ESPN.com’s package on golf in China
You just might recognize the author
ESPN.com, the internet’s sports website of record, is running two stories I wrote about golf in China:
• Golf in China grows bigger by the day
• Chinese events bring interesting questions
At the time of this posting, the package was ESPN.com’s featured story on the site’s main page. But that changes pretty often, so here is a screen shot. It’s also the lead story on ESPN.com’s golf page (screen shot).
And yes, I think this is all pretty cool. It’s not too often you get to write for one of your favorite websites. (Even if they do initially spell your name wrong.)
And to all you sports fans who have arrived here via ESPN.com, here are links to some past stories of mine that will help you waste even more time at the office:
Golf
- Els to fans: Put your phones on vibrate
- China’s top golfer demands more domestic support
- Luxury cars, pro golfers and dirty underwear
Baseball
- MLB invests in China’s baseball growth
- In search of baseball’s Yao Ming
- Take me out to the bangqiu bisai
Basketball
Soccer
Football
- Go ON THE LINE with Todd McClure. Each week during the 2001 NFL season, I wrote a behind-the-scenes look at the life of the Atlanta Falcons’ starting center.
Everything else
- Here is a complete archive of my Sporting Life columns from my four years spent in the Bible Belt as a Plimptonian participatory journalist. I tried everything from sky diving to bull riding to ice climbing to nude water volleyball. I even fished for giant catfish with my bare hands.
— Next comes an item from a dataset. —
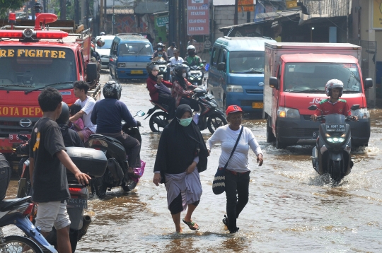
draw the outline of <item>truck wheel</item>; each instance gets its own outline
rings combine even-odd
[[[270,117],[268,116],[268,118],[267,119],[267,142],[273,142],[276,140],[276,138],[274,138],[274,135],[273,134],[272,131],[272,127],[270,126]]]

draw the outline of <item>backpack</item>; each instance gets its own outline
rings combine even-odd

And then I moved to China.
2 Comments
3 articles on golf in China and only one sentence that indirectly mentions the problems created by developing golf as a sport in China?
Is it more important to discuss China as the next great market for golf to be exploited, finding the next “Tiger Woods” or the “Yao Ming” of golf?
What about a few lines on the inefficient allocation of economic and natural resources that the construction of golf courses generate—the brazen land grabs by corrupt government officials and kicking peasants off their land in the process, the exacerbation of water shortages, particularly in northern China, to name a few?
LF,
if you start getting into all of those issues, then you’re actually talking about all of china’s too-rapid urban development, and all of the problems attached to china’s poorly planned development that doesn’t take the time to weigh out affects against the environment or even china’s people.
and then, i bet ESPN wouldn’t be too interested in the story anymore, would they?
there’s a time and a place for everything.